Media Coverage 9/2/16

There was a bit of a dustup among members of the Berkeley faculty that played out on the editorial pages of the student newspaper. Renowned (and quite famous) scholar Judith Butler accused a small, secretive group of faculty of conspiring to oust Dirks, though Butler did attempt to withdraw an editorial she wrote advancing such claims. Unfortunately, it was published anyway. The chairs of Political Science and Sociology responded, noting such theories are not based in reality. Also, the paper took a shot at Dirks’ failed global campus in Richmond. Below, there is a section of news on the NRLB decision allowing grad students to unionize at private schools.

Editorials on Dirks

8/30 – Editorial: A fond farewell to the Berkeley Global Campus (DailyCal): A well-aimed swipe at Dirks and his administration’s focus on a doomed project while so many problems were apparent on Berkeley’s existing campus.

8/30 – Op-Ed: Next chancellor must rebuild trust (DailyCal): A piece written by current and former chairs of the Berkeley Faculty Association argue the next chancellor must not accept the current status of state funding and the methods used to stay afloat in such an environment, such as increasing tuition and a reliance on corporate money. The writers propose a new statewide tax to return funding to 2000 levels.

8/30 -Op-Ed: Chancellor Nicholas Dirks’ resignation no great mystery (DailyCal): Mara Loveman and Eric Schickler, chairs of sociology and political science, respectively, respond to claims advanced by Judith Butler that Dirks’ resignation was pushed by a small secret group of faculty members. The pair note 47 faculty members called for a meeting of the senate to discuss a no-confidence vote, a number well above the 25 required.

UC News

8/31 – UC President Janet Napolitano on Leadership Changes, State of UC System (KQED): A long interview with the UC president on what challenges await the UC system.

8/30 – New California Community Colleges Chancellor Wants College to be Accessible for All (KQED): A long interview with the the recently appointed Chancellor of the state’s community college system.

8/30 – Search for new UC Davis chancellor is on (DavisEnt): The hunt for a replacement for Linda Katehi has begun.
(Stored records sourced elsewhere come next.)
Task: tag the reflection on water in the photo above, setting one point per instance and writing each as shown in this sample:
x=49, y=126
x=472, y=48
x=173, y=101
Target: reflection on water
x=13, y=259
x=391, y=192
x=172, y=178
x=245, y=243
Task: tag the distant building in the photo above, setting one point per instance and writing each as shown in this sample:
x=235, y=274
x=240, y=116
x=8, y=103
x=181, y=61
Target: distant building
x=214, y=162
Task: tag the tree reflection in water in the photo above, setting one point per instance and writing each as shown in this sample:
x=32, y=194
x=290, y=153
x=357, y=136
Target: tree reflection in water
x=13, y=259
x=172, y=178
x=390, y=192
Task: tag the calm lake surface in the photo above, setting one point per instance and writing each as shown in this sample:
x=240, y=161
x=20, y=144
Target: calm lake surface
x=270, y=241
The article notes Regents hope to approve the next leader by early 2017.

9/1 – Sen. Barbara Boxer is donating congressional papers to UC Berkeley (LATimes): The retiring senator will have a lecture series named after her, intended to highlight women in leadership roles.

9/1 – Former GSA president to leave UCLA, finish law school at NYU (DailyBruin): Former UCLA GSA president transfers after he says he was harassed for his opposition to the BDS movement. The right-wing press has picked up on the story.
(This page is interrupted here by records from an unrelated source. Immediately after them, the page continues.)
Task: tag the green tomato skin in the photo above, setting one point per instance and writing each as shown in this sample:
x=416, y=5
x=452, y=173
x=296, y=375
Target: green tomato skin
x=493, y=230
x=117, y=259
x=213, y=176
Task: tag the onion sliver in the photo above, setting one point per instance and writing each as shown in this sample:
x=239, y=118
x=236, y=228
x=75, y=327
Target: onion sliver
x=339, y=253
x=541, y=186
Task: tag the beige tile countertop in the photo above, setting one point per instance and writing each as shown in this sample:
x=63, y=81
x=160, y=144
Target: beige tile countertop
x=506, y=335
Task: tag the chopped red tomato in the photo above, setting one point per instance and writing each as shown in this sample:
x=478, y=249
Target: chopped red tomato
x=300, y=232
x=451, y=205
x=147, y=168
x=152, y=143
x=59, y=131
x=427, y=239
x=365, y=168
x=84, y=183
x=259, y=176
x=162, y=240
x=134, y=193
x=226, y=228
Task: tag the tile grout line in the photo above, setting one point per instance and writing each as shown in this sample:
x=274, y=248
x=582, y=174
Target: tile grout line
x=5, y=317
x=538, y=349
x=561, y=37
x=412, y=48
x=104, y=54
8/30 – Cal State students could get help graduating on time under bill sent to governor (LATimes): A bill is before the governor that would give extra help at CS campuses to low-income and first-gen students, plus community college graduates and students from communities with low college attendance rates.

8/30 – UC Davis Medical Center to house first-ever state gun violence research center (SacBee): UC Davis will host a gun violence research center, a project that the legislature created this session.

NLRB Ruling

8/26 – Op-Ed: Academic Work Is Labor, Not Romance (Chronicle): In light of the NRLB’s decision to allow grad students at private universities to unionize, the author reflects on how academic labor is often misperceived as something other than work. The author also notes this ruling helps elucidate how universities are built on the backs of the perilously employed, namely graduate student teachers and adjuncts.

8/28 – Graduate Students Are Workers: The Decades-Long Fight for Graduate Unions, and the Path Forward (TruthOut): An overview of the history from the NRLB’s ruling against Brown students in 2004 to its recent reversal.

8/30 – CORPORATE UNIVERSITIES ARE SHOCKED TO LEARN THEY HAVE GRADUATE STUDENT EMPLOYEES (RemakingtheU): Parsing the NRLB’s decision and the response form private universities, who have warned grad students organizing may change the nature of the student-advisor relationship.